Ciro R. Martins, M.D. & David Kouba, M.D.
- In one study from Lusaka in pre-HAART era, extensive molluscum contagiosum was a uncommon skin finding in HIV+ pts but was often refractory to treatment.
- DDx in Zambia is same as noted below - consider checking cryptococcal antigen to rule out disseminated cryptococcosis.
- Treatment in Zambia is primarily with HAART, with expected improvement of lesions with immune reconstitution.
Zambia Information Author: David Riedel, M.D.
- Molluscum contagiosum virus, Type I (MCV I)
- Molluscum contagiosum virus, Type II (MCV II)
- MCV I and MCV II are poxviruses of genus Molluscipox; clinical manifestations indistinguishable
- Transmission is by skin-to-skin contact, and to lesser degree by fomites.
- Clinical presentation: 2-4 mm, firm, umbilicated, pearly papules with waxy surface. Usually asymptomatic although pruritus and dermatitis may sometimes occur.
- In AIDS pts, typical lesions commonly found on face/neck or may be disseminated. Lesions may also spread within plaques of atopic dermatitis; these lesions may be either smooth and umbilicated or more verrucous or hyperkeratotic. This feature more common in AIDS pts.
- Larger, coalescent, fungating lesions (giant molluscum) can also occur in AIDS pts, usually around the head and neck.
- Dx: largely presumptive based on clinical appearance . If Dx is in question, Bx with histopathology is definitive.
- Histopathology: Molluscum bodies (Henderson-Patterson Bodies) visible in cytoplasm of epithelium.
- Rapid diagnosis: curette a lesion and smear on glass slide to see characteristic cytoplasmic inclusions on H&E. Special stains are not necessary.
- DDx in the immunosuppressed host also includes disseminated cryptococcosis, histoplasmosis.
- DDx in all pts includes: warts, nevi, papular granuloma annulare, pyogenic granuloma.
- Uncomplicated molluscum primarily a cosmetic problem. No permanent cure, but can be easily controlled with local destructive methods and immunomodulatory agents.

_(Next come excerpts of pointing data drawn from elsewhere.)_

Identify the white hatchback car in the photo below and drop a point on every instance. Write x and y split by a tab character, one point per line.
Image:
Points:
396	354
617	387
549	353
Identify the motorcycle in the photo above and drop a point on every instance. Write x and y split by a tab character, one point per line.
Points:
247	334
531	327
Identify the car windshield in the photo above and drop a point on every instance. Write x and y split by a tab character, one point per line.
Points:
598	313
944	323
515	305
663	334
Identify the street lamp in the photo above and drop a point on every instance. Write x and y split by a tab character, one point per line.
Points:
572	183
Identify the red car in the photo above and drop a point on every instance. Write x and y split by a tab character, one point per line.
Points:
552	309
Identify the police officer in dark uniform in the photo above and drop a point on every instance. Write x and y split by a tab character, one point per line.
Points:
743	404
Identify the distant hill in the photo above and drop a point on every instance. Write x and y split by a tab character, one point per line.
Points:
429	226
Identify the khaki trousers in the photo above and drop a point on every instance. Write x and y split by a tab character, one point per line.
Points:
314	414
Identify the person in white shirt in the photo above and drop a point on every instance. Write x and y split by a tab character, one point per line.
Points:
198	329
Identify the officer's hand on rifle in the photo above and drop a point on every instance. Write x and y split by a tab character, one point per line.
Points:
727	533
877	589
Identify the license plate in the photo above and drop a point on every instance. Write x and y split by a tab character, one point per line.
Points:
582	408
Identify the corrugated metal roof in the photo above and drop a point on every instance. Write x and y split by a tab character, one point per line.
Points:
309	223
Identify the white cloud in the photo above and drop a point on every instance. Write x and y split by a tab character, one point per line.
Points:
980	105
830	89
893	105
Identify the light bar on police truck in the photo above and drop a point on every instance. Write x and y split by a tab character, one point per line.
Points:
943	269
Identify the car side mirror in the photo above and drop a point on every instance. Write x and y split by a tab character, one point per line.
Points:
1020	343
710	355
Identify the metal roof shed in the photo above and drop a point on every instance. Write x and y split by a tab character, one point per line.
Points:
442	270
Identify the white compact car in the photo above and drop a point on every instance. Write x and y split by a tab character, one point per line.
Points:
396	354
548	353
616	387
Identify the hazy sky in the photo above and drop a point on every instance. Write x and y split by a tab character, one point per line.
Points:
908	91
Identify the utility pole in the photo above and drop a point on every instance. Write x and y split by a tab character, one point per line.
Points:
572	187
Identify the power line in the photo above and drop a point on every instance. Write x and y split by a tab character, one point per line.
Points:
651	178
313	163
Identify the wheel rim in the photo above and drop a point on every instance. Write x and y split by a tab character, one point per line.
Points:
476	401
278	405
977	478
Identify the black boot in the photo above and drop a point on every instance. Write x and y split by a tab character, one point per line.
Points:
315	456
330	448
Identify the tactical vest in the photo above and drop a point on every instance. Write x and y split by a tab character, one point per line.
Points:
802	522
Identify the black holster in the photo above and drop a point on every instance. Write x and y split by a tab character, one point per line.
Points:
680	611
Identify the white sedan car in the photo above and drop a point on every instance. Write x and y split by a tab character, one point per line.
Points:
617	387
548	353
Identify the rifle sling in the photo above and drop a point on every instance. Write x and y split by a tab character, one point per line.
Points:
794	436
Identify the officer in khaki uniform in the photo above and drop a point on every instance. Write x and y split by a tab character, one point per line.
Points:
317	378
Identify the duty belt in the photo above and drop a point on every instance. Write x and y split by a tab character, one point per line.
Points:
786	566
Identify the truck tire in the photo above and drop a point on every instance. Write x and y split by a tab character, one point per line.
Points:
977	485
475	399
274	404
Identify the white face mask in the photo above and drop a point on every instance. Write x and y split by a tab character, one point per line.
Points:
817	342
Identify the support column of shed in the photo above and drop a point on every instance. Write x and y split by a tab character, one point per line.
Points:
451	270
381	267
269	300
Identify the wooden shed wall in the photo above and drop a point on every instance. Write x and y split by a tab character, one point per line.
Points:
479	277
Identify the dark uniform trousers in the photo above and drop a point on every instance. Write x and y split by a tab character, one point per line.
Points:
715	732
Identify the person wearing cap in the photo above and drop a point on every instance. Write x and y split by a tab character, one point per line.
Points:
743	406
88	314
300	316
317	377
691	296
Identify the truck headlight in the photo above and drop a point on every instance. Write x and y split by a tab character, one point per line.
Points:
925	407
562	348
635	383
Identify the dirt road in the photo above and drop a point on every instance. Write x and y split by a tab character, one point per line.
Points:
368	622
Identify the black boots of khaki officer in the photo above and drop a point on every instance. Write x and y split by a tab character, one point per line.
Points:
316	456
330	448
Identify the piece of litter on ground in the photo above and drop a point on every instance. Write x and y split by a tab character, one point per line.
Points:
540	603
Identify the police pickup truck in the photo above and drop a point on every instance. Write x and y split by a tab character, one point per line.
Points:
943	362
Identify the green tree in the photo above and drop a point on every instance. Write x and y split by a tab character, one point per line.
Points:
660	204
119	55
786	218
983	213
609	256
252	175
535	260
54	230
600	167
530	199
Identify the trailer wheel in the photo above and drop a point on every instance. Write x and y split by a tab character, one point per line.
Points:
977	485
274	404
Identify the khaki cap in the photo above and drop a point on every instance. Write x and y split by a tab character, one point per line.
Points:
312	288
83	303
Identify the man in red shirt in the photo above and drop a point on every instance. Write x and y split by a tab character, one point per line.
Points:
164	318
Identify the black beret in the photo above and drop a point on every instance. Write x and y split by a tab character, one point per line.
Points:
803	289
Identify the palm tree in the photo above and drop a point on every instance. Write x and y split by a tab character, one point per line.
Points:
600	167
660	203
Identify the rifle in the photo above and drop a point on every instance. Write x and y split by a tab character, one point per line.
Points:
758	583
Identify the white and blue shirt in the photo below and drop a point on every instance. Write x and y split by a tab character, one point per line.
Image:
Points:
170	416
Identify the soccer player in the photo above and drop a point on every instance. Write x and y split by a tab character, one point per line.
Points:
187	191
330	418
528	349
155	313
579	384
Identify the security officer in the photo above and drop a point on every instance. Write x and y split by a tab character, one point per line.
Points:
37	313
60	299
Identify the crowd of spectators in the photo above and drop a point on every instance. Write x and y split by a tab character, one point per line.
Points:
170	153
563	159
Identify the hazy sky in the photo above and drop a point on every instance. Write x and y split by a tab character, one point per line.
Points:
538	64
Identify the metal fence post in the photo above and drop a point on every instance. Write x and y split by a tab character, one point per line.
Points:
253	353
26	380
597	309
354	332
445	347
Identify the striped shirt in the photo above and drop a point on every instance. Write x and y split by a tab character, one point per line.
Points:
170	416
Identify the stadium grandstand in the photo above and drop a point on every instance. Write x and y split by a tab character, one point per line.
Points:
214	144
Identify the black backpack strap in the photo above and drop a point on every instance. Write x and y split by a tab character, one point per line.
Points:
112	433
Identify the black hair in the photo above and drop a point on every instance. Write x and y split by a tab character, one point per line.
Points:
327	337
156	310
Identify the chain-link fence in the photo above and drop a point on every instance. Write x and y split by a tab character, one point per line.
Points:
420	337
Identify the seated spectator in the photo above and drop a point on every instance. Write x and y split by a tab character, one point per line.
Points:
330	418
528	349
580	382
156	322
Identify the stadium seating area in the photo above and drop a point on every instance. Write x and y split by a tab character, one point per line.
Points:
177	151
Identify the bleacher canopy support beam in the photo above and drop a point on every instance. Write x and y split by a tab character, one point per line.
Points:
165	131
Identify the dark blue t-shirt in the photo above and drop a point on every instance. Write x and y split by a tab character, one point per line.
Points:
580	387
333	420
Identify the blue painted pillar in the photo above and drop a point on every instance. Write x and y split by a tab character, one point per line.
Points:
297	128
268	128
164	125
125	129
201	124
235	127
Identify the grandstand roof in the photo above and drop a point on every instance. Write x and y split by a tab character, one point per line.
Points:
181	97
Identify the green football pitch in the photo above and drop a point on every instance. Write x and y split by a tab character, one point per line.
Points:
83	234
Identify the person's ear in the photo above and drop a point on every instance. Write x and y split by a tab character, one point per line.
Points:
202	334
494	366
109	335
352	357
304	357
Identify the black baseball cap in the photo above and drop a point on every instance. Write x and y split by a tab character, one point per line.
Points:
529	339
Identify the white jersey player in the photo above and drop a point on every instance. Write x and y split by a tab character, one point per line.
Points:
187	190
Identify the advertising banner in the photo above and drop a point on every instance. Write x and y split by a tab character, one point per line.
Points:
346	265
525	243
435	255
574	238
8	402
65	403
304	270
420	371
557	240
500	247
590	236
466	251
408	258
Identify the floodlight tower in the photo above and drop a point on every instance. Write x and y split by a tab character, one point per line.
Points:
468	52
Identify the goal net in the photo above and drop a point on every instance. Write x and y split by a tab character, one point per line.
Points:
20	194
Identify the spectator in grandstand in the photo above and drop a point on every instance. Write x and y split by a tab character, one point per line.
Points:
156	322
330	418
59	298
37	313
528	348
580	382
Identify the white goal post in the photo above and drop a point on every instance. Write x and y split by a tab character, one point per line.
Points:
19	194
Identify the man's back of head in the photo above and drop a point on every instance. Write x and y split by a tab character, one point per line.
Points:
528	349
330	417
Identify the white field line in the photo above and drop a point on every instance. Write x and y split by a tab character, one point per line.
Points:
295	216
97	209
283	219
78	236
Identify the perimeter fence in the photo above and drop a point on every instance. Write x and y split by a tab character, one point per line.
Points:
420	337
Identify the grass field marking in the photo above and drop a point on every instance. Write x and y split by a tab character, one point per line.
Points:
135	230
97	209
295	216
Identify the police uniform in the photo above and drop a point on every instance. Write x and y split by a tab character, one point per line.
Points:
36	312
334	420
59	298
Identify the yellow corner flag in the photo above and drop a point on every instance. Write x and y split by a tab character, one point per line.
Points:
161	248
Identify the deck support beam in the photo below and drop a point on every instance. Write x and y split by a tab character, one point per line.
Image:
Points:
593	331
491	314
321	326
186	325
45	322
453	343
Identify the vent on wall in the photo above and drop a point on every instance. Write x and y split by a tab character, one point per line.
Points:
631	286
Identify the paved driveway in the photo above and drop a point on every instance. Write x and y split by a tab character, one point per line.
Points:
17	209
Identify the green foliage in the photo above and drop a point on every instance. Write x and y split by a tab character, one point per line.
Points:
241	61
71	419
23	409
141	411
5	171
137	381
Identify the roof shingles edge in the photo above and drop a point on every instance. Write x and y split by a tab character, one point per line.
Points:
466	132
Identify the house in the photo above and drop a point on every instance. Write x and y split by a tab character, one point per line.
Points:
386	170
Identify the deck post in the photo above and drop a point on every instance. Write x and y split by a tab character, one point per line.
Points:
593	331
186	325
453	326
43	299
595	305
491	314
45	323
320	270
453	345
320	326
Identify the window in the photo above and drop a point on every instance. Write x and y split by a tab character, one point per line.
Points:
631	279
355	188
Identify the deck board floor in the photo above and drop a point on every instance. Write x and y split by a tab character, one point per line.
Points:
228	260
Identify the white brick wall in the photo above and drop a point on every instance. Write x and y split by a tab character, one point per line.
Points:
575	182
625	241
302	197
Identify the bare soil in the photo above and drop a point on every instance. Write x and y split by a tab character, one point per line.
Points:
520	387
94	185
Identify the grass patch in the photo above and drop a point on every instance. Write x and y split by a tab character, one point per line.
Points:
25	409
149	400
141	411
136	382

- Local destructive methods: curettage, cryotherapy, electrocauterization, KOH solution, trichloroacetic acid (TCA), cantharidin (blister beetle extract), photodynamic therapy (PDT) or 0.5% podophyllotoxin cream should all be considered first line agents.
- Immunomodulatory agents: imiquimod cream: apply 3 nights/wk. If no irritation results, frequency of administration can be increased to qhs. This can be used as secondary, adjunct to destructive measures.
- Treat while disease limited to avoid spread.
- Treatment of HIV with HAART should improve severity and frequency of outbreaks.
- Newer therapies include BIW application of 12%salicylic acid gel
- Very difficult to treat; recalcitrant to all known therapies, with possible exception of HAART.
- Various destructive modalities such as TCA, PDT, and aggressive curettage should be attempted in conjunction with topical immunomodulatory therapy.
||Should be titrated to mild irritation/erythema. Response varies, and 3 nights weekly dosing may not be frequent enough.
- Localized, stable infections should be followed every 3-6 mos.
- Giant molluscum should be routinely debulked/treated to prevent progression/relapse.